David Shaw:  Sure. So I’m happy to go first. I have been following that debate closely, and that could have very serious implications on merger reviews in general. So kind of stepping back, I think it’s important to bear in mind -- because we talk about T-Mobile/Sprint, we talk about these headline deals where maybe the right answer isn’t obvious but the fact that there is kind of an antitrust issue, kind of as issue spotters, is very obvious.


But of course, just like only a fraction of cases that are litigated end up in front of the Supreme Court, only a fraction of mergers that happen end up in that funnel of resulting in some sort of resolution other than simply kind of closing it and letting it through. And so there are thousands -- the HSR, it’s really a monetary kind of threshold, and so every deal that’s over a certain dollar amount -- and it’s essentially inflation adjusted, and I think it’s about the $115, $120 million this year. Every deal over that you end up having to fill out a form, potentially a much more in depth form depending on how things shake out, and then you have to pay a fee, a pretty large fee actually if the dollar threshold is sufficiently high.


And then you have to wait for 30 days. And you have to understand that time is the enemy of a transaction and that the longer you go from kind of agreeing in principle that this party is going to buy these assets or the entirety of this company subject to these terms at this price -- the longer you go from kind of like we’ve signed the agreement to here’s where we’re actually able to kind of consummate that and close just the more chance there is for something to go wrong and the more chance there is for mischief in some form or another. And that can take so many different -- it’s almost like buying a house.


Do you know what I mean? If you had to wait a year between saying I’m going to buy that house and I’m going to move into it and actually pay it, interest rates can go up. There’s all sorts of problems. And so the result is you have to wait 30 days in order to kind of get past that. In the vast majority of deals it’s just a 30 day speed bump.

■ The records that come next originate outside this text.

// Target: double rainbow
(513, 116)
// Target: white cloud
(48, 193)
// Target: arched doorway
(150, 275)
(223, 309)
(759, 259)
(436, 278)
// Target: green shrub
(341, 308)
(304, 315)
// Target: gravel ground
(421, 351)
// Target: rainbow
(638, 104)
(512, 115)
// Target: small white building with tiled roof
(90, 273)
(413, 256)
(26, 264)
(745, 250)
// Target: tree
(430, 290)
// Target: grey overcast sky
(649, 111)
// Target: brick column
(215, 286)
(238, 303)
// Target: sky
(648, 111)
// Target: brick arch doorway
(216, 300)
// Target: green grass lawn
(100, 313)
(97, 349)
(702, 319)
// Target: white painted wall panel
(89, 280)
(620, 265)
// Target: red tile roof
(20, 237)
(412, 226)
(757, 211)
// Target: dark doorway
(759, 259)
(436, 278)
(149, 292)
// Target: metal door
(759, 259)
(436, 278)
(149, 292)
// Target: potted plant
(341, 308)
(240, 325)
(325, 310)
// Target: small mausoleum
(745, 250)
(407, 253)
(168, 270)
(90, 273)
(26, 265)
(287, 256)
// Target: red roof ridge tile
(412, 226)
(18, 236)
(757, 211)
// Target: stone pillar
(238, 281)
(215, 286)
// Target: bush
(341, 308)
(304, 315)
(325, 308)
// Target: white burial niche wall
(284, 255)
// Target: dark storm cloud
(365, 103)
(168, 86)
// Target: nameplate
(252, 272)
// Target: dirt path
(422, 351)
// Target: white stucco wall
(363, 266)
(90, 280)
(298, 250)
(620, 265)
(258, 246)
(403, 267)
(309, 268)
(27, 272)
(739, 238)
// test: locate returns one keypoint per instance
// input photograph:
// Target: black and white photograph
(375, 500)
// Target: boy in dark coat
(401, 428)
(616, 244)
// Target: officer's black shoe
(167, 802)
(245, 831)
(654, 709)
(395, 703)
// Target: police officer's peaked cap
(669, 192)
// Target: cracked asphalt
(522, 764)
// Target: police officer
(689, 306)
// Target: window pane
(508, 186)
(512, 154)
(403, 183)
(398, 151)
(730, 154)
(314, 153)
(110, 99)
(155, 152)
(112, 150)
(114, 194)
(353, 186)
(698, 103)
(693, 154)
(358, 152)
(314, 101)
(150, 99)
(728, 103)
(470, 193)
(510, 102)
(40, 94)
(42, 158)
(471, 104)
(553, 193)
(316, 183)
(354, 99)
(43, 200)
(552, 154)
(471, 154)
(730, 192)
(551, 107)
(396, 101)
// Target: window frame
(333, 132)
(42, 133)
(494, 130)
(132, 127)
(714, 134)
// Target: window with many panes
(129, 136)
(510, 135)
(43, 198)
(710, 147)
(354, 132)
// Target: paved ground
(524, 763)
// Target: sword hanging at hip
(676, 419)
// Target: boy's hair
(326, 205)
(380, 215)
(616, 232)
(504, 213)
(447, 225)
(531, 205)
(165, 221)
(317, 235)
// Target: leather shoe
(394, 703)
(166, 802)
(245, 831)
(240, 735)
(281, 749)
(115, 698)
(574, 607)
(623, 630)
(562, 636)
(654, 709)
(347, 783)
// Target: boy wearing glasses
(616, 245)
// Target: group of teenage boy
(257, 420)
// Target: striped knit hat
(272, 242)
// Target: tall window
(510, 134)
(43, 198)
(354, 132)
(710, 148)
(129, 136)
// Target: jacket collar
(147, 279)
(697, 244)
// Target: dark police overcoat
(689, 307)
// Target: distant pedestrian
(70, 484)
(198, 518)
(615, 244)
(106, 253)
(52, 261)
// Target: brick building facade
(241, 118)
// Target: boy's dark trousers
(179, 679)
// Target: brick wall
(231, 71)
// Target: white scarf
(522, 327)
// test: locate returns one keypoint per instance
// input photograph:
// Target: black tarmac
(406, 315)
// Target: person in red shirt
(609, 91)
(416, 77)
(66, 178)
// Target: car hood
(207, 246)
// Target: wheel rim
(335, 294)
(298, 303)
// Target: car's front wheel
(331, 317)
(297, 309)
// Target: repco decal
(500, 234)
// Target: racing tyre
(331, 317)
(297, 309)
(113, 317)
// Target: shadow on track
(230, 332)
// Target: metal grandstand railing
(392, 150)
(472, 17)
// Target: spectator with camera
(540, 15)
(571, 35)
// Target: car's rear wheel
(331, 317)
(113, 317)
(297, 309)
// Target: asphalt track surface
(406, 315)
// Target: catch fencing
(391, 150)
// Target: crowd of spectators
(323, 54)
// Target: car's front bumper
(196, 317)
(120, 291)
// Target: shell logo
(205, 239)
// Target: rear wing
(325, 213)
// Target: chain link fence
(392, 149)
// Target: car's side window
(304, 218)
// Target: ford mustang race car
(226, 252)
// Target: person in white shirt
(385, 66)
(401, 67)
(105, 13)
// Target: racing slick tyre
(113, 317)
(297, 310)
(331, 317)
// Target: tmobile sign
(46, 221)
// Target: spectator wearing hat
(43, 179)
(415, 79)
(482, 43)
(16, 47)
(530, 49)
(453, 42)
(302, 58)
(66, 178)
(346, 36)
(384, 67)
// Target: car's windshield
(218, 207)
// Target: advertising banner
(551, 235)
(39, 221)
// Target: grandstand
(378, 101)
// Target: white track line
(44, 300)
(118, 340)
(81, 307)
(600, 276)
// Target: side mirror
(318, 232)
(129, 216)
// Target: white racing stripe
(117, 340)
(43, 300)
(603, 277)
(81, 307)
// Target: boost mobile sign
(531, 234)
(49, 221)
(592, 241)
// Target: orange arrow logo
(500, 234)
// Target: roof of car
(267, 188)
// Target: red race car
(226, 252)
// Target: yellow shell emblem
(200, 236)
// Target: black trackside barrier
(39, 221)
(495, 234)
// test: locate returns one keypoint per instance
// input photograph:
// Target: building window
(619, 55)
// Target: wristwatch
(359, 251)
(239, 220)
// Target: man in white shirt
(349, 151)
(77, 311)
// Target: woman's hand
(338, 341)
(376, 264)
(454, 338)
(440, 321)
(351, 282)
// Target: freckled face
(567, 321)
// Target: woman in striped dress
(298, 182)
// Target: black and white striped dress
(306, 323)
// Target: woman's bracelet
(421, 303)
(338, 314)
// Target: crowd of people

There is a provision for early termination, but this administration has essentially turned off kind of the early termination spigot for lack of a better term. And so every single deal it’s essentially 30 days of waiting.


Now, obviously that’s completely justified if the deal has problems, and many take much longer than that if there is an in depth investigation. But what ends up happening is all these deals that are really not anticompetitive in any sense end up just getting slowed down. And so I would be concerned about kind of multiplying that kind of HSR, that kind of premerger notification process at a state level because it just creates more kind of complexity and delay, not for the big horizontal mergers where it’s going from four to three or something like that.


There’s a public interest in preserving competition and making sure that those are not anticompetitive and if they are finding ways to stop it or remedy it. But just every other deal out there that’s not like that you really don’t want to kind of cause those problems. And so I would be -- if there were kind of state level prenotification, I would want to make sure that that was very kind of tightly focused to be additive to kind of the HSR process and not simply sort of duplicative. And I’d want to make sure that it captured deals that were very influential or significant for that state and hopefully had some sort of kind of screen beyond just a dollar threshold to kind of make sure that it’s actually capturing competitively significant deals and not just everything. So I’ll stop there, but that’s sort of my perspective.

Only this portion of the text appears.